Dívida


- Posso então contar com o senhor?

- Foi por isso que nos encontramos.


- Mas não tinha ainda o visto nos olhos, preciso saber.

- É o que eu faço. É pelo que paga.

- E ficamos acertados assim: metade agora. E a outra metade?

- No dia seguinte ao serviço, depois do enterro, nos encontramos.

- Precisa saber dos detalhes?

- Já me contaste.

- Te disse apenas o nome, a descrição e o endereço.

- Isso basta.

- Não quer saber o motivo? Não lhe traz a curiosidade?

- Não me cabe. A metade que me paga é para o incentivo. A outra é pra consciência.

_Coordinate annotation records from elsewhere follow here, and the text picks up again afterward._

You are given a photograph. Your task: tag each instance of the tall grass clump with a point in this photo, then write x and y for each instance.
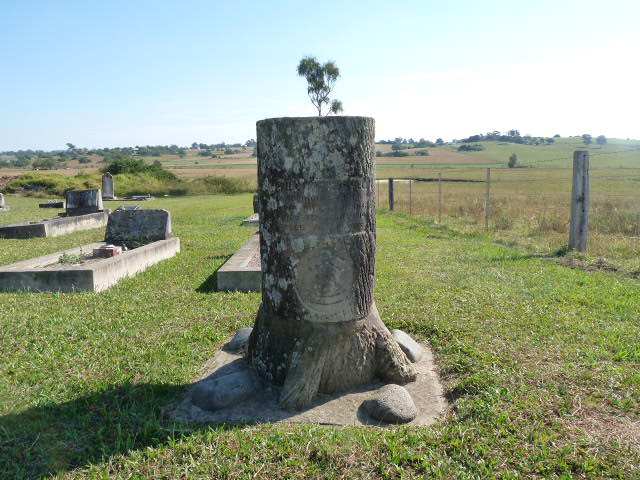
(225, 185)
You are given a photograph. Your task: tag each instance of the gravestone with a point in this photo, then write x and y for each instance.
(318, 329)
(134, 228)
(108, 188)
(81, 202)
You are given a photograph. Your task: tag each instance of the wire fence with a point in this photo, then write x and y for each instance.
(507, 199)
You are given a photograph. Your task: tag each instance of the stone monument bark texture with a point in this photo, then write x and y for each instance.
(318, 329)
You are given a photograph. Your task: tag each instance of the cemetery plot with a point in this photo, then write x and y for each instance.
(143, 238)
(84, 211)
(252, 221)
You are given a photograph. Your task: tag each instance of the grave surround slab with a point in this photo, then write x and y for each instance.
(341, 409)
(54, 227)
(242, 271)
(251, 221)
(44, 274)
(47, 274)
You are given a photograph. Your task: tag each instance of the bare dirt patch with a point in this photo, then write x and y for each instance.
(599, 266)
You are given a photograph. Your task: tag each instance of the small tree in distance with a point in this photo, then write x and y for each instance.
(320, 79)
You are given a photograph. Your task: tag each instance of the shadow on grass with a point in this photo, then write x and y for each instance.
(52, 439)
(211, 283)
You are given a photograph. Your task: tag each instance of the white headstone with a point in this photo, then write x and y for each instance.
(108, 189)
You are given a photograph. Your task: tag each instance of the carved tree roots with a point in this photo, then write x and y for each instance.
(325, 358)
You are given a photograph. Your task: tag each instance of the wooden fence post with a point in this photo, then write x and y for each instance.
(579, 231)
(410, 202)
(487, 201)
(439, 197)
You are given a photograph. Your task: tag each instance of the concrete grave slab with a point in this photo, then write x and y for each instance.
(55, 226)
(81, 202)
(46, 274)
(138, 226)
(252, 221)
(242, 271)
(341, 409)
(52, 204)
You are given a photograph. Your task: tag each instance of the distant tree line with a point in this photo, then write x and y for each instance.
(512, 136)
(400, 143)
(54, 159)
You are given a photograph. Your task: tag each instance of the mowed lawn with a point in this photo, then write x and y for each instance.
(540, 363)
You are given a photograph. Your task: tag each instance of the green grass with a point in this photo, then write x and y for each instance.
(540, 363)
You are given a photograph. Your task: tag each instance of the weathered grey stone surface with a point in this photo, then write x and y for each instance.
(391, 404)
(227, 390)
(242, 273)
(81, 202)
(251, 221)
(44, 274)
(337, 409)
(108, 187)
(51, 205)
(318, 329)
(412, 349)
(55, 227)
(138, 227)
(239, 341)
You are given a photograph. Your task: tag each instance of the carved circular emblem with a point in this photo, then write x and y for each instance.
(325, 281)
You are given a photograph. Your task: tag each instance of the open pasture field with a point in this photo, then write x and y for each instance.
(532, 208)
(540, 363)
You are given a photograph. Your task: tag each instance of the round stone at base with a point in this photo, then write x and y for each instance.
(391, 404)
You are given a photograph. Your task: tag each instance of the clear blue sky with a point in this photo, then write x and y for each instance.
(138, 72)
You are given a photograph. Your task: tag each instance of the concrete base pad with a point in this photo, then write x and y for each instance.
(342, 409)
(45, 274)
(242, 272)
(252, 221)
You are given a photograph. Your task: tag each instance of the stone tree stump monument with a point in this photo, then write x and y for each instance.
(318, 329)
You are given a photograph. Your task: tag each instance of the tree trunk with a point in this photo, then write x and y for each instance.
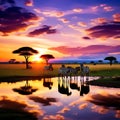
(27, 63)
(110, 62)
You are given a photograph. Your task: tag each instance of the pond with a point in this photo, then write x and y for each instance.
(58, 99)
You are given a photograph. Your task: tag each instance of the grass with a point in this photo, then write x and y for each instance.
(17, 72)
(10, 70)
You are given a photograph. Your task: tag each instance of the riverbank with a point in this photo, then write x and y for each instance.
(107, 82)
(17, 72)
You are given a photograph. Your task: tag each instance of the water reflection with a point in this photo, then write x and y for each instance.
(63, 86)
(26, 89)
(47, 82)
(68, 99)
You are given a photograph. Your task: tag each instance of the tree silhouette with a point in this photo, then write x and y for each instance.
(46, 57)
(26, 52)
(111, 59)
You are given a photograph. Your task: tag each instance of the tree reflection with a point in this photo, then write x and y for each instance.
(47, 82)
(74, 84)
(26, 89)
(84, 88)
(63, 86)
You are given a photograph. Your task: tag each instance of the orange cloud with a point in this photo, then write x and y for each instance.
(64, 20)
(65, 109)
(54, 117)
(98, 21)
(108, 8)
(82, 24)
(77, 10)
(29, 2)
(53, 13)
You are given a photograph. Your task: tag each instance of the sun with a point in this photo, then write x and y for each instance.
(36, 58)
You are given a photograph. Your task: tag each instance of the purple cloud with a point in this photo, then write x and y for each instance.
(14, 19)
(86, 38)
(106, 30)
(92, 49)
(44, 29)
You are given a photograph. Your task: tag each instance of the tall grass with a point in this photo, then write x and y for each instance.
(38, 70)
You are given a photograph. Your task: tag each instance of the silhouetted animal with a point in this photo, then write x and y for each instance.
(74, 84)
(84, 89)
(47, 83)
(63, 86)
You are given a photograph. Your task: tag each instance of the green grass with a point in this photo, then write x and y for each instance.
(7, 70)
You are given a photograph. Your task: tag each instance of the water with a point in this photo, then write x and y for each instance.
(61, 99)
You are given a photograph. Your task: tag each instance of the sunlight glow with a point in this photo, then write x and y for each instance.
(36, 58)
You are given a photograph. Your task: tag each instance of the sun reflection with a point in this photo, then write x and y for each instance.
(36, 58)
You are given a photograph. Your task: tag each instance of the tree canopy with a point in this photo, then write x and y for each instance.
(46, 57)
(26, 52)
(111, 59)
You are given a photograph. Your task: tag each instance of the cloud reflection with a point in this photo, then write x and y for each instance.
(105, 102)
(43, 101)
(15, 108)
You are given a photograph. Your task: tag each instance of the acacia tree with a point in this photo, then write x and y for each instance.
(111, 59)
(26, 52)
(47, 57)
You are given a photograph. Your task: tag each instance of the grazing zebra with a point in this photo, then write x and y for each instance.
(68, 71)
(63, 71)
(48, 67)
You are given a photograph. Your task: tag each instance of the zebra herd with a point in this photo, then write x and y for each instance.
(70, 71)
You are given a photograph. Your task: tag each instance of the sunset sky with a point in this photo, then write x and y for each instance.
(64, 28)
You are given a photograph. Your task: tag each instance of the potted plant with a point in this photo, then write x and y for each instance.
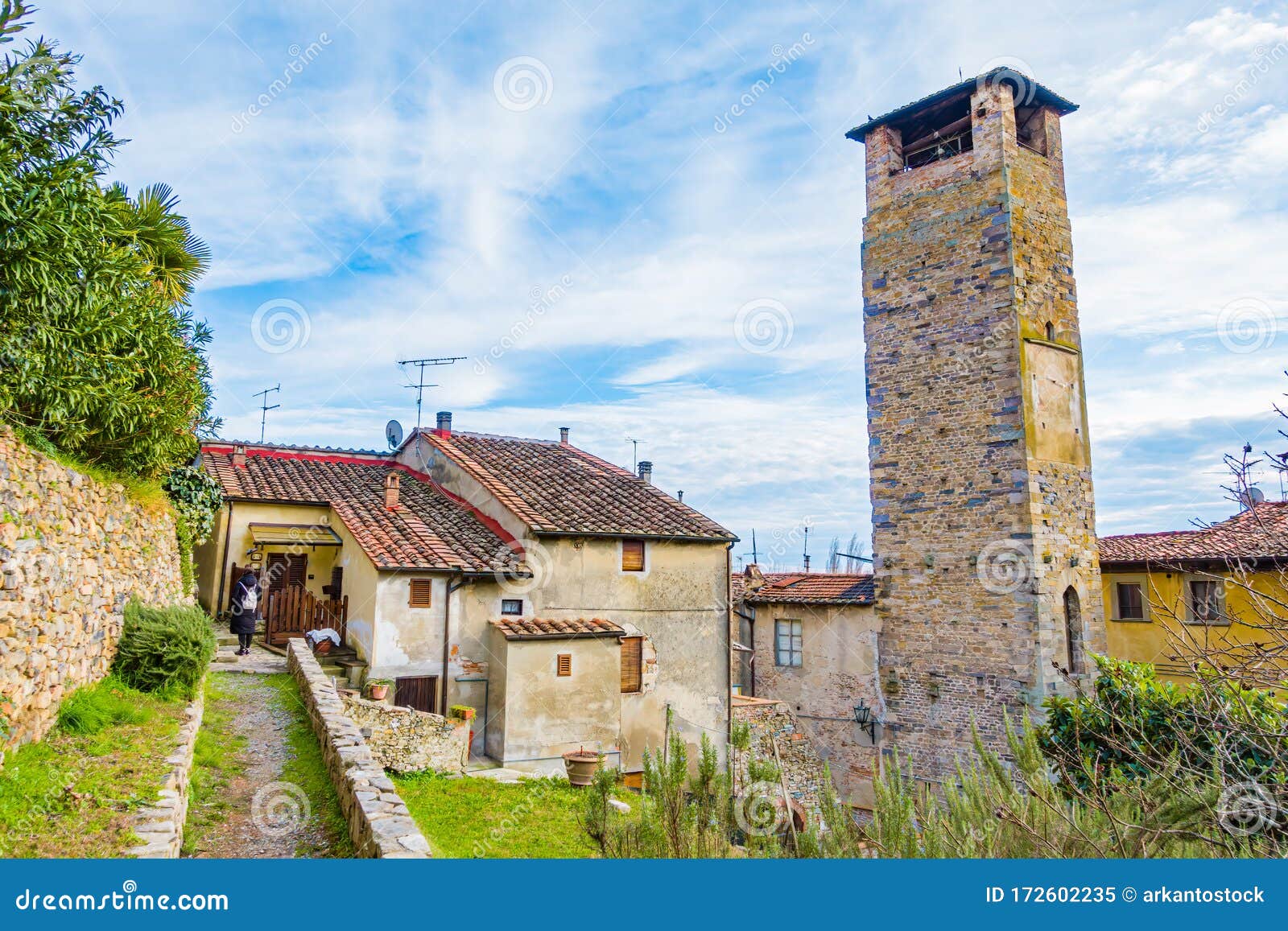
(581, 765)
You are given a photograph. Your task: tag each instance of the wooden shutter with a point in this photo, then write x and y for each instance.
(633, 555)
(633, 663)
(422, 592)
(418, 692)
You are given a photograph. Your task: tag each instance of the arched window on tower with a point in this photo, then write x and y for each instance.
(1072, 631)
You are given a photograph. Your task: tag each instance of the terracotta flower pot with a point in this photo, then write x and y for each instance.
(581, 765)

- E se ela estiver grávida?

- Procurarei não saber.

- Se tiver o olhar inocente, se pedir clemência?

- Não lhe darei tempo.

- Ela sofrerá?

- Não.

- Gostaria que sofresse um pouco. Ou que soubesse por que foi condenada.

- Não é meu trabalho.

- Tenho mais ouro.

- Mas eu não tenho o ódio. A mim, basta o serviço feito.

- Não tens medo de que eu o prenda?

- Não. Te conheço.

- Mas é a primeira vez que me vê.

- Não. Quando viestes me procurar das primeiras vezes, e não me encontrastes, não foi por minha ausência, como lhe disseram, foi por minha precaução.

- O que dizes?

- Me resguardei nas sombras, e depois o segui. E depois, ainda, o observei. Sei onde mora, o que faz, quem são os seus.

- Não imaginava.

- Pois assim é.

- Onde nos encontraremos depois de feito o serviço?

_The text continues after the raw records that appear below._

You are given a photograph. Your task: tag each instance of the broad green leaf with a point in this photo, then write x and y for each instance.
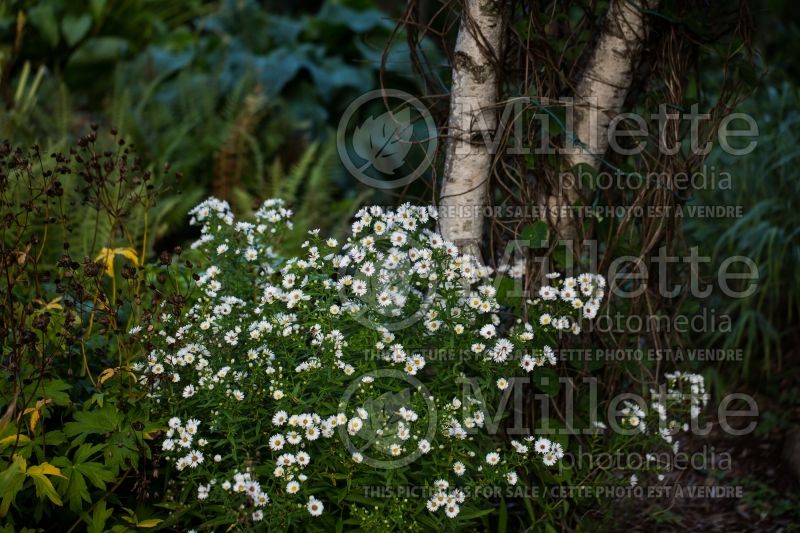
(75, 27)
(11, 481)
(87, 423)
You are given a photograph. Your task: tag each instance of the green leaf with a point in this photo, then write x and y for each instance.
(100, 50)
(43, 18)
(87, 423)
(11, 481)
(75, 27)
(97, 522)
(97, 7)
(44, 487)
(74, 487)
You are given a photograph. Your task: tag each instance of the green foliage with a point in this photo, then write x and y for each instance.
(72, 429)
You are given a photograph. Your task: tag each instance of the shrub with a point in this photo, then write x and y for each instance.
(292, 387)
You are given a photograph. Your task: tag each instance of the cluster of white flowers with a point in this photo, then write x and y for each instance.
(269, 344)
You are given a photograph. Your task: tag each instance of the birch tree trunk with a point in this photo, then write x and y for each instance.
(473, 98)
(599, 96)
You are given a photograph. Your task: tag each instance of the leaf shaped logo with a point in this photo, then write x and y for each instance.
(384, 141)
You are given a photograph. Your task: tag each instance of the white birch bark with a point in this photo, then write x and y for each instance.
(473, 98)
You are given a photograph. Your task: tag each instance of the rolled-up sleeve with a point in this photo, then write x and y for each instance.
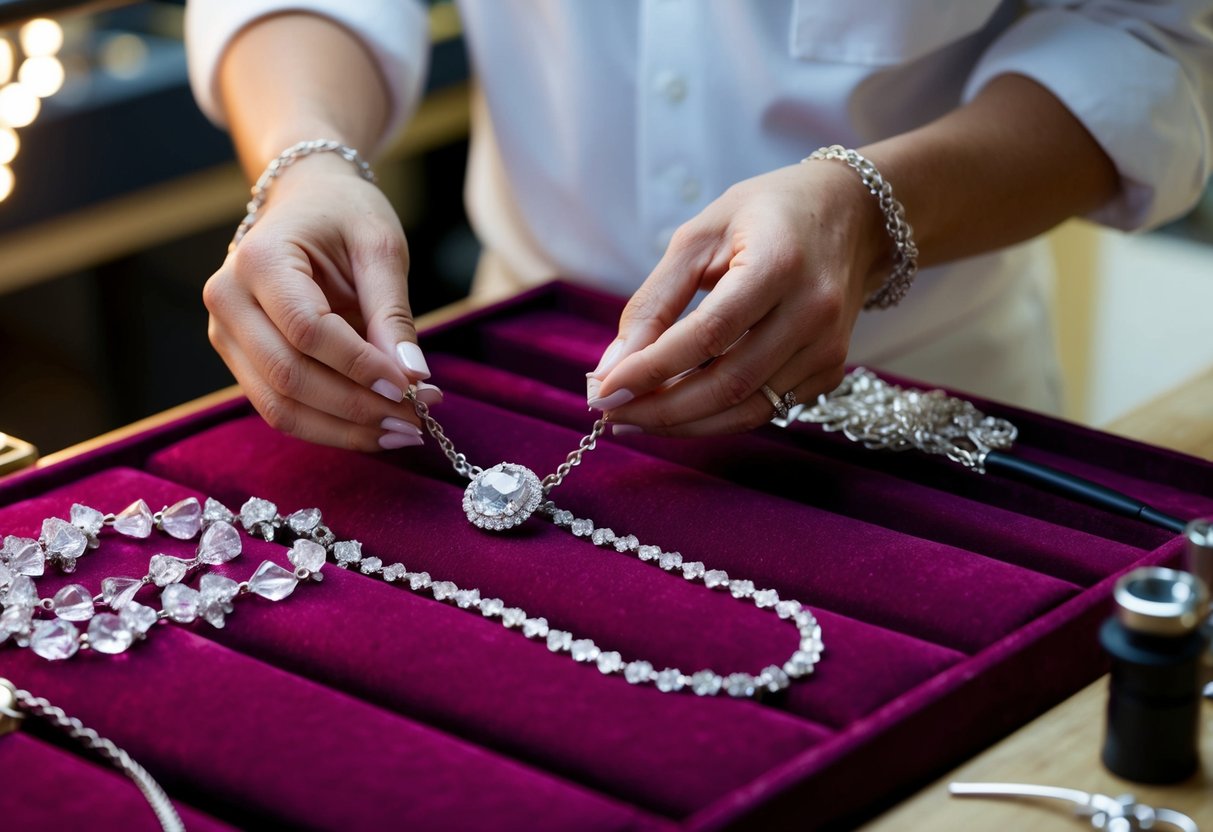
(1139, 77)
(394, 32)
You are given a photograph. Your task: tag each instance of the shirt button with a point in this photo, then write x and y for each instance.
(671, 85)
(690, 189)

- Em sua casa, à noite do dia seguinte, somente nós dois, mais ninguém.

- Se eu me recusar a pagar?

- Já lhe disse: sei quem são os seus.

- Pergunto-te, mas não haverá caso para tanto. E quando o fará?

- Quando for conveniente.

- Hoje ainda?

- Talvez. A noite ainda é pouca, há muitas pessoas acordadas, menos, talvez, os velhos e as crianças.

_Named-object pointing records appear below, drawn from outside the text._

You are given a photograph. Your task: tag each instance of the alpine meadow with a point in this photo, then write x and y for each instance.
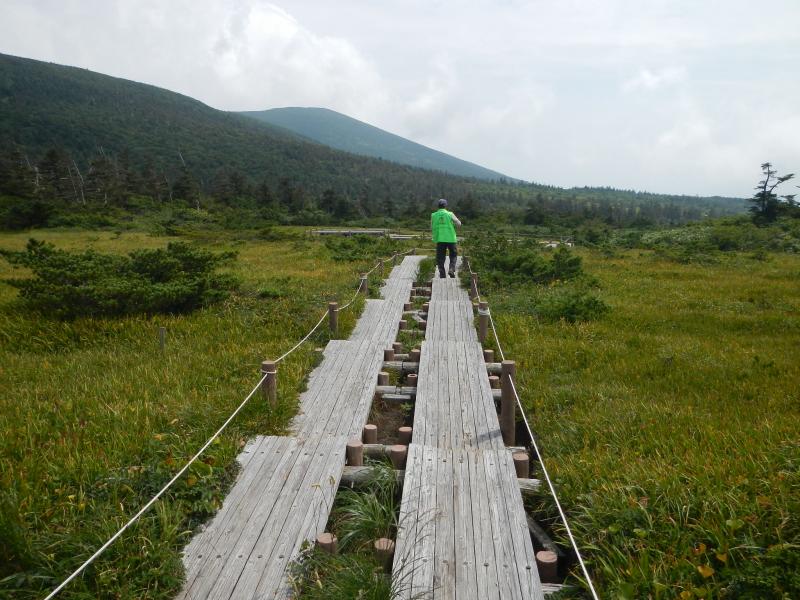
(231, 366)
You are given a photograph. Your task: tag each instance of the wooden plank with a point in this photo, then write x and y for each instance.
(466, 580)
(307, 515)
(444, 575)
(258, 455)
(290, 509)
(408, 522)
(506, 572)
(482, 542)
(422, 582)
(522, 547)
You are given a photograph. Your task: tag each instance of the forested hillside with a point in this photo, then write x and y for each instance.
(345, 133)
(76, 141)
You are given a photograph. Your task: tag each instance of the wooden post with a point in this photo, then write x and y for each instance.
(370, 434)
(404, 433)
(333, 317)
(384, 551)
(508, 405)
(355, 453)
(547, 564)
(327, 542)
(483, 321)
(269, 387)
(522, 464)
(397, 454)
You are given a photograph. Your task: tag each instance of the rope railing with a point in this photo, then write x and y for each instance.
(205, 446)
(550, 485)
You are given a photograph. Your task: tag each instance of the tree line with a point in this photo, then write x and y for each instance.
(37, 189)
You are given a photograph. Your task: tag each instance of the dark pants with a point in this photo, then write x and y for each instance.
(441, 251)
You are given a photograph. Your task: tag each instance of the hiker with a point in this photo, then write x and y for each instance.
(444, 234)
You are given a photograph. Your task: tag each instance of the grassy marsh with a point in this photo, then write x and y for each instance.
(672, 425)
(95, 419)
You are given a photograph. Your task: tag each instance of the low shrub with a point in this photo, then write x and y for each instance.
(359, 247)
(67, 285)
(502, 262)
(572, 302)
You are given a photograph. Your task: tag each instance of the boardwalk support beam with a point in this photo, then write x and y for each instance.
(333, 317)
(269, 386)
(508, 404)
(483, 322)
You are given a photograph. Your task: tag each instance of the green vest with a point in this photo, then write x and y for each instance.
(442, 226)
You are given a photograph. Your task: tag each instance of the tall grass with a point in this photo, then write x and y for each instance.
(94, 418)
(672, 425)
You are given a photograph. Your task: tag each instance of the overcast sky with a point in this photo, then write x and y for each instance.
(677, 96)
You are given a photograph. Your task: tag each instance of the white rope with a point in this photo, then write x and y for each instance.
(541, 462)
(308, 335)
(353, 299)
(147, 506)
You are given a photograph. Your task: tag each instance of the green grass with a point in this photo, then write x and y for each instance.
(94, 418)
(359, 517)
(672, 425)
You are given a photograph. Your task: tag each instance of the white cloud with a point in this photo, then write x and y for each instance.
(670, 95)
(649, 80)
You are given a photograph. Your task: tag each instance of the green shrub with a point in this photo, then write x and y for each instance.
(570, 304)
(359, 247)
(503, 262)
(68, 285)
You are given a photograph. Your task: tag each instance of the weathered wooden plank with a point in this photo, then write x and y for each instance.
(444, 577)
(259, 450)
(522, 547)
(291, 509)
(482, 540)
(466, 581)
(408, 522)
(422, 582)
(210, 566)
(307, 515)
(509, 579)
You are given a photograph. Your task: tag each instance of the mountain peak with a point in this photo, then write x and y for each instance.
(339, 131)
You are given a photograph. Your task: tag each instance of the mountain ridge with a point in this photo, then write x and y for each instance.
(343, 132)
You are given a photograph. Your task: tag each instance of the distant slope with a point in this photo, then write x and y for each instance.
(345, 133)
(44, 105)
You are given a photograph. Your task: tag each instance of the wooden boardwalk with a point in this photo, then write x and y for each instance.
(286, 485)
(462, 530)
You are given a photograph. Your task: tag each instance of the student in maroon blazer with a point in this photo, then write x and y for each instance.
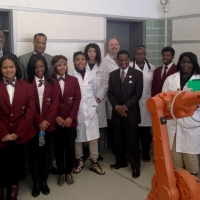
(65, 135)
(162, 72)
(17, 110)
(46, 98)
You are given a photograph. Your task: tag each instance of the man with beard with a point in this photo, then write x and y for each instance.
(110, 64)
(2, 42)
(162, 72)
(39, 44)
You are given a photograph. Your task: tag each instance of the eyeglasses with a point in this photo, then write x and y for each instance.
(2, 36)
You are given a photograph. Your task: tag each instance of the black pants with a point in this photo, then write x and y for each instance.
(39, 157)
(64, 149)
(126, 142)
(110, 135)
(11, 158)
(145, 137)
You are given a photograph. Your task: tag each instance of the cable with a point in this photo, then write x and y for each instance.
(172, 106)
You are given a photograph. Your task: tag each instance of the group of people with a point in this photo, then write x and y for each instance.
(39, 99)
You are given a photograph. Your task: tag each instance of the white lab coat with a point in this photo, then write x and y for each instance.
(101, 92)
(147, 82)
(187, 140)
(110, 65)
(87, 128)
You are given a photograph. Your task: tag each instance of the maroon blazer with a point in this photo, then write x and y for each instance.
(157, 83)
(17, 118)
(70, 100)
(49, 105)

- Esses não são problema: pouco se acredita no que dizem.

- Grave erro, quase sempre dizem a verdade, mesmo que misturada à imaginação.

- É correto, admito. Mas preciso de um prazo.

- Tudo depende da oportunidade. Mas, nesses casos, a oportunidade não costuma tardar três dias.

- Se eu mudar de idéia?

- Pode então evitar, se ainda for tempo. Mesmo assim o ouro deve ser completado. Mas pode também ser tarde, se sua consciência for lenta.

- E aí acontecerá de qualquer forma.

- Isso é assunto seu com o padre, não comigo.

- Já vi que é prático.

- Faz parte da profissão.

- Ficamos então acertados.

- Se assim o quer.

- Te desejo sorte.

- Não me deseje, cuido dos meus passos.

*   *   *   *   *   *   *   *   *   *



- Não o esperava tão cedo. Imaginava que virias na madrugada.

- A madrugada é para os suspeitos. Não me permito tanto.

- Me desculpe recebê-lo assim, não me encontro muito bem. Aproveite um café, acabou de ser feito.

- Agradeço. Mas vim também pelo que me deve.

- Claro. Irei buscá-lo, se não se importa. Me pegaste despreparado.

- Se encontra aqui?

- No meu quarto, Peço-te um segundo para busca-lo.

- À vontade.

*   *   *   *   *   *   *   *   *   *


- Aqui está. Concluímos.

- Concluímos.

- Preciso saber dos detalhes.

- É seu direito.

- Podes ver que sofro, tenho medo do que irá me dizer.

- Ainda a amava.

- Sim, só agora percebo com clareza.

- E dói-lhe o que fizestes.

- Muito.

- Não será caso para tanto, sua dor não há de durar muito tempo.

- Porque o dizes?

- Porque estás a morrer.

- Não é verdade. Só uma indisposição.

- É a verdade. Meu trabalho é sério.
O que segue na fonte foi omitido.